In Advanced Baking we're moving into the candy/confections section of the course. To start us off, Chef Mark introduced us to chocolate work - making truffles and various types of decor. The foundation of all of this is tempering chocolate.
Chocolate (more specifically, cocoa butter) contains fat molecules capable of forming different kinds of crystal bonds, but it's only when beta crystals bonds are formed (at a certain temperature) is the chocolated considered tempered - a stable form which allows the chocolate to harden and contract and take on a glossy shine.
Tempering chocolate starts with melting chocolate in a double boiler - at least one pound's worth so the temperature of the end mixture won't fluctuate too rapidly. After all the chocolate is melted (usually at about 120°F), the mixture is cooled by one of three methods: block (introducing a tempered block of chocolate, a quarter of the mixture's weight), seeding (similar to block except it's bits of chocolate that's introduced to the mix), or tabling (working the chocolate over a cool surface like marble). Once the chocolate is cooled to about 80°F, it is warmed up a bit (to 86-90°F) and kept at that working temperature. If the chocolate isn't kept in that range, it will either form lumps and harden (too cool) or the beta bonds will break apart (too hot). As you might guess, the process is rather tricky.
Chef Mark demonstrated the tabling method (also the most messy). His trick for the chocolate to stay in working range was to keep the bowls on heating pads (the ones you can buy for cheap at a drugstore).
With the tempered chocolate he coated a hard plastic truffle mold (available online here). Excess chocolate was poured out since it was just for coating.
Then the truffles were filled with a ganache mixture (made from chocolate, cream and light corn syrup). The truffles were then sealed with more tempered chocolate and left to cool/set.
We knew when the truffles were ready to be unmolded by looking at the bottom - the ones which had contracted away from the mold were ready.
Then Chef moved on to decor work. To make these chocolate cigarettes he laid down a strip of white chocolate, combed through it with an adhesive spreader (available at hardware stores), then spread a layer of dark chocolate over it. Then he took a bench scraper and angled it 45 degrees into the strip, scraping forward in one quick motion so the chocolate came off the marble and curled into a cigarette.
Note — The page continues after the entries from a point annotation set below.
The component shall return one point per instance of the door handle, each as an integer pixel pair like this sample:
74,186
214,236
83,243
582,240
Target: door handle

Then there were chocolate ribbons/curls, made by spreading chocolate over acetate tape and combed through with the adhesive scraper. The tape was looped over and left to set - once the chocolate hardened the tape could be peeled off and the chocolate curls were left.
Then Chef demonstrated designs on acetate paper. An easy one was the marbled design, which involved dripping different chocolate lines haphazardly on the sheet, then spreading more chocolate over those lines.
Here's the finished marble design, with the acetate paper peeled off.
Chef had used a heart-shaped cookie cutter on the marble design before the chocolate set, so after it set he was able to pop those pieces out. Here's a broken piece that's still very pretty:
Patterns can be created by spreading the chocolate over all manner of surfaces. Chocolate over bubble wrap yielded this honeycomb design. Ingenious, and very cool.
Chef says the hardware store is the chocolate maker's supply store, but you can really find inspiration anywhere.